If your goal is to help keep lawyers employed (and that’s an excellent thing to do in my opinion), then do not change your beneficiary forms on your retirement accounts when you do your estate planning.
By retirement accounts, I mean things like 401(k), 403(b), Pension, and IRA type accounts to name a few. These types of accounts are not able to be held in a Revocable Trust, instead they pass by beneficiary designation. But all too often, people will go through the work and expense of preparing an estate plan using a Revocable Trust, but then neglect to check the beneficiary forms on their retirement accounts.
The beneficiary designation on a retirement account governs regardless of anything stated in a Trust or Will. Your Trust or Will could leave everything to your children equally, but if your beneficiary designation names only one child, then that one child takes the entire retirement account.
If that is your intent, to leave a particular account to a single child, then fine. But neglecting to plan how retirement assets will pass, means full employment for lawyers.
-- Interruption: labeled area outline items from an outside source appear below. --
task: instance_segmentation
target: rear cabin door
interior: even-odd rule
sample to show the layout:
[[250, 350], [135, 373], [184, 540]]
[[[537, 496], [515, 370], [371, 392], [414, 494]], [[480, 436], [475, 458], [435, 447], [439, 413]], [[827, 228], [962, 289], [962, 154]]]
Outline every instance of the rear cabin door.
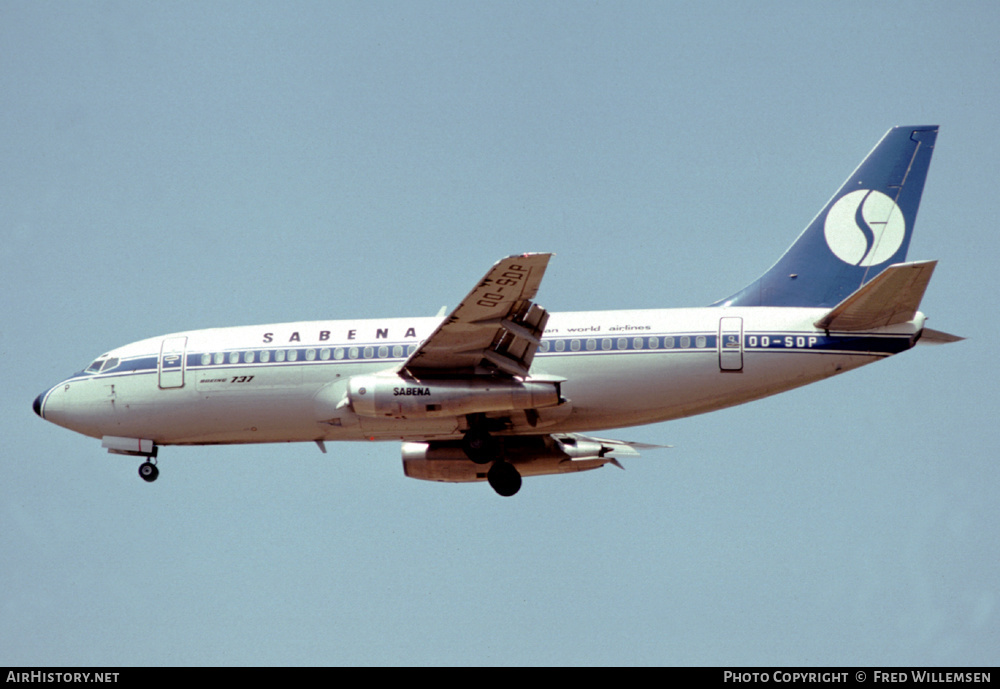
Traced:
[[719, 319], [719, 370], [743, 370], [743, 319]]
[[160, 345], [160, 387], [184, 387], [186, 337], [168, 337]]

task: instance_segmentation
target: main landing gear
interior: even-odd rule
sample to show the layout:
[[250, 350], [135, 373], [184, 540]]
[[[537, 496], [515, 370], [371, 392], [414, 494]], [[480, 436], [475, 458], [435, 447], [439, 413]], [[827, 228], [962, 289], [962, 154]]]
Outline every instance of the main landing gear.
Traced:
[[470, 429], [462, 438], [462, 450], [476, 464], [493, 463], [486, 473], [486, 480], [499, 495], [510, 497], [521, 490], [520, 472], [513, 464], [504, 460], [500, 444], [488, 431]]

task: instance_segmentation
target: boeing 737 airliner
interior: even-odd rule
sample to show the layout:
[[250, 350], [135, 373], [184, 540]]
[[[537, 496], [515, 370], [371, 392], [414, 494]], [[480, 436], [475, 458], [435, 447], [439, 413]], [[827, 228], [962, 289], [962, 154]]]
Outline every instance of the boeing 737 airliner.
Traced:
[[550, 254], [494, 265], [450, 314], [217, 328], [102, 354], [35, 412], [143, 458], [166, 445], [402, 441], [407, 476], [596, 469], [640, 445], [583, 435], [722, 409], [961, 338], [924, 327], [935, 261], [904, 262], [936, 126], [896, 127], [777, 263], [702, 308], [549, 314]]

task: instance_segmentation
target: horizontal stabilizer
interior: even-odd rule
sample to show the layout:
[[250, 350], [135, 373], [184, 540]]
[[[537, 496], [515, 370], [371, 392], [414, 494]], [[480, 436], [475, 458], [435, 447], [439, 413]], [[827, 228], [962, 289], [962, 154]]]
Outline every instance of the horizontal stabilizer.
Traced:
[[872, 330], [912, 321], [937, 261], [889, 266], [816, 321], [824, 330]]
[[952, 335], [951, 333], [943, 333], [940, 330], [933, 330], [931, 328], [924, 328], [920, 331], [920, 339], [917, 340], [918, 344], [948, 344], [950, 342], [961, 342], [964, 337], [959, 337], [958, 335]]

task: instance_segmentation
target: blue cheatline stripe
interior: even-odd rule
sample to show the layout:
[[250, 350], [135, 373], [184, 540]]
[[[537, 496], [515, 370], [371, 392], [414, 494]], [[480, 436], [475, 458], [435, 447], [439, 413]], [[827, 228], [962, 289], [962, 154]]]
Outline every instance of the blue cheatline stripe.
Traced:
[[[889, 355], [905, 351], [911, 346], [909, 335], [826, 335], [817, 332], [746, 332], [743, 334], [743, 349], [745, 352], [815, 352], [822, 354], [873, 354]], [[659, 353], [714, 353], [718, 351], [718, 333], [684, 332], [665, 334], [644, 334], [612, 337], [558, 337], [543, 340], [538, 350], [538, 356], [583, 356], [609, 353], [644, 352]], [[215, 350], [211, 352], [188, 352], [186, 368], [188, 370], [211, 370], [224, 368], [246, 368], [263, 366], [306, 366], [340, 363], [372, 363], [378, 361], [403, 361], [409, 356], [409, 347], [414, 344], [374, 345], [359, 344], [335, 347], [291, 347], [275, 349], [240, 348]], [[574, 346], [576, 347], [574, 349]], [[396, 348], [399, 349], [396, 349]], [[338, 351], [339, 350], [339, 351]], [[351, 358], [351, 350], [356, 350], [356, 356]], [[277, 353], [282, 353], [278, 360]], [[247, 361], [247, 353], [252, 355], [252, 361]], [[261, 361], [266, 353], [267, 361]], [[294, 354], [293, 354], [294, 353]], [[216, 363], [217, 357], [222, 361]], [[231, 361], [233, 356], [235, 360]], [[294, 360], [290, 360], [294, 356]], [[338, 358], [339, 356], [339, 358]], [[208, 357], [209, 363], [203, 363]], [[72, 380], [92, 378], [114, 378], [117, 376], [137, 373], [155, 373], [158, 370], [159, 357], [138, 356], [123, 359], [110, 371], [99, 374], [80, 372], [71, 376]]]

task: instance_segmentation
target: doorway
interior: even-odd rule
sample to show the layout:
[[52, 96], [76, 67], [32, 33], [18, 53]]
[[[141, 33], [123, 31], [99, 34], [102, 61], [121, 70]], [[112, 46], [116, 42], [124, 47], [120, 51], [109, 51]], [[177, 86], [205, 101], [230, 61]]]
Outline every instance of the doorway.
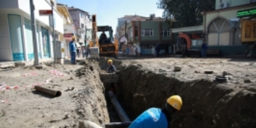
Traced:
[[43, 27], [42, 28], [42, 30], [43, 57], [45, 58], [50, 58], [50, 36], [49, 30]]

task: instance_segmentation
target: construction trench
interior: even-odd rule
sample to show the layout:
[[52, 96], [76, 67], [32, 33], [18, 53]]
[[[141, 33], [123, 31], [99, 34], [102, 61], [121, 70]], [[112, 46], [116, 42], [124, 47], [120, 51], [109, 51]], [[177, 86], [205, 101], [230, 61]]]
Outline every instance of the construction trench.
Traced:
[[102, 70], [111, 122], [106, 128], [128, 127], [145, 110], [161, 107], [175, 94], [182, 97], [183, 106], [172, 117], [172, 128], [256, 127], [256, 90], [236, 90], [203, 79], [182, 80], [120, 60], [113, 61], [118, 72], [107, 74], [102, 71], [107, 68], [107, 60], [93, 61]]

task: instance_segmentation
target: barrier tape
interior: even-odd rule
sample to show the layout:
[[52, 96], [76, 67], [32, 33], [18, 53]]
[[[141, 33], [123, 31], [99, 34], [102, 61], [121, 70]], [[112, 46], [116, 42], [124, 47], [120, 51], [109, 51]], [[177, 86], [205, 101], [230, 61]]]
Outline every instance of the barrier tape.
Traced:
[[[55, 75], [55, 76], [57, 76], [59, 77], [62, 77], [64, 76], [64, 74], [63, 73], [61, 73], [60, 72], [59, 72], [57, 71], [56, 70], [54, 70], [54, 71], [52, 71], [50, 72], [50, 73], [51, 74], [54, 74]], [[37, 74], [36, 73], [27, 73], [26, 74]], [[38, 86], [40, 86], [40, 85], [43, 85], [45, 84], [47, 84], [48, 83], [50, 82], [50, 81], [53, 79], [54, 78], [55, 78], [56, 76], [54, 76], [53, 77], [50, 78], [46, 80], [44, 83], [37, 83], [36, 84], [32, 84], [30, 85], [26, 85], [26, 86], [6, 86], [6, 84], [5, 83], [3, 83], [3, 84], [2, 84], [2, 85], [0, 86], [0, 91], [3, 91], [6, 90], [10, 90], [10, 89], [18, 89], [19, 88], [21, 88], [21, 87], [24, 87], [24, 88], [28, 88], [28, 87], [34, 87], [35, 86], [38, 85]]]
[[0, 100], [0, 103], [6, 103], [8, 102], [7, 100]]
[[57, 70], [53, 70], [50, 71], [51, 73], [55, 74], [56, 76], [61, 77], [64, 76], [64, 74], [59, 72]]
[[7, 85], [5, 83], [5, 82], [3, 82], [2, 84], [0, 83], [0, 90], [5, 87]]
[[21, 75], [22, 76], [35, 76], [37, 74], [37, 73], [26, 73], [24, 74], [23, 74]]

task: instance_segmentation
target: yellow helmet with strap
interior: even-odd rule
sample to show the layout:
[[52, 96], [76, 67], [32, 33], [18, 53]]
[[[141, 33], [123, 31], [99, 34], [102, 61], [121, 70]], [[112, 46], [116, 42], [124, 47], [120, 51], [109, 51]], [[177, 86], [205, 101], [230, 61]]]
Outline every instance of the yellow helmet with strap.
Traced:
[[175, 109], [180, 110], [182, 106], [181, 97], [178, 95], [173, 95], [167, 99], [167, 103]]

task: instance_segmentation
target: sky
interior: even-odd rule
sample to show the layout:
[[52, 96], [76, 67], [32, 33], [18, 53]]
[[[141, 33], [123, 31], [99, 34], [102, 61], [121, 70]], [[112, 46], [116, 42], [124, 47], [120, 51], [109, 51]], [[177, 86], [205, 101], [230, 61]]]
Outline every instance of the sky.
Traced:
[[97, 15], [98, 26], [112, 27], [116, 34], [118, 18], [125, 15], [137, 15], [149, 17], [155, 14], [162, 17], [163, 10], [157, 9], [158, 0], [57, 0], [57, 3], [73, 6], [88, 12], [91, 15]]

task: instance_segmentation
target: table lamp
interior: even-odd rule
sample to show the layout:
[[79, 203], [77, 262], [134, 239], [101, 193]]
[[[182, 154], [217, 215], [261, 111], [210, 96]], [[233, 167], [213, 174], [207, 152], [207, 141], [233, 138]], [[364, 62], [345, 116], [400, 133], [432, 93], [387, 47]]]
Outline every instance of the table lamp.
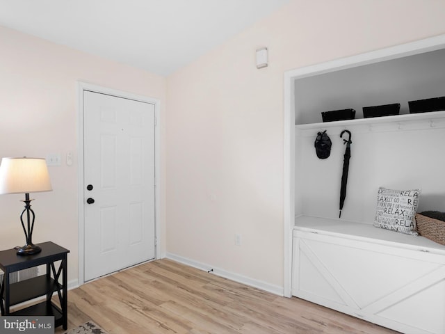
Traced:
[[[25, 208], [20, 215], [26, 244], [19, 248], [20, 255], [36, 254], [42, 250], [33, 244], [35, 214], [31, 208], [29, 193], [51, 191], [47, 162], [42, 158], [3, 158], [0, 164], [0, 193], [25, 193]], [[26, 216], [26, 226], [24, 223]]]

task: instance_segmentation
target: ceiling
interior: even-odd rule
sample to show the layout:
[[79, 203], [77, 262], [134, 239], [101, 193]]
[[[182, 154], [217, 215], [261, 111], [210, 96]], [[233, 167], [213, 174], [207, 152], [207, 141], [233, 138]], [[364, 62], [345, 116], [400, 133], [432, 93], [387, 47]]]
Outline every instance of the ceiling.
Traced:
[[289, 1], [0, 0], [0, 25], [166, 76]]

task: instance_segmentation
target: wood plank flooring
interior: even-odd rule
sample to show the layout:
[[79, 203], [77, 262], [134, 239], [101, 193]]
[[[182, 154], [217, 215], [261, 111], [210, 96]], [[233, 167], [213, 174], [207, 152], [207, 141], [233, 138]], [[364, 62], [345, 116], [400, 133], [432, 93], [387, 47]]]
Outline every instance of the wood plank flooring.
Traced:
[[68, 329], [88, 320], [109, 334], [396, 333], [166, 259], [69, 291]]

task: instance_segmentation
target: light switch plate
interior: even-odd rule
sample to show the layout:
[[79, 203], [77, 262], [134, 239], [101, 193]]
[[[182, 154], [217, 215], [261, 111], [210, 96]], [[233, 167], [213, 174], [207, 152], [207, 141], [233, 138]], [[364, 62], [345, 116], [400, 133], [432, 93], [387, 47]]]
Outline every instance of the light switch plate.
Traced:
[[52, 153], [47, 155], [47, 166], [62, 166], [62, 157], [60, 153]]

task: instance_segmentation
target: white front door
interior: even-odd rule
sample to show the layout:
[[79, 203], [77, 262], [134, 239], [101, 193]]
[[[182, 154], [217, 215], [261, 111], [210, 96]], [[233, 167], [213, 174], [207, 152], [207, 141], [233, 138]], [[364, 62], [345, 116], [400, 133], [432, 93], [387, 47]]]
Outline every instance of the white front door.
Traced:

Fine with us lawyers…not so great for the children left behind to litigate the mess.
Worse yet, if your retirement account has no beneficiary named, or the named beneficiary dies before you do, then oftentimes the retirement assets will pass to your Probate Estate, which means they must pass through the Court process of probate before being distributed to your heirs.
The bottom line is that failing to plan for the distribution of your retirement accounts often means you are planning on litigation in your estate.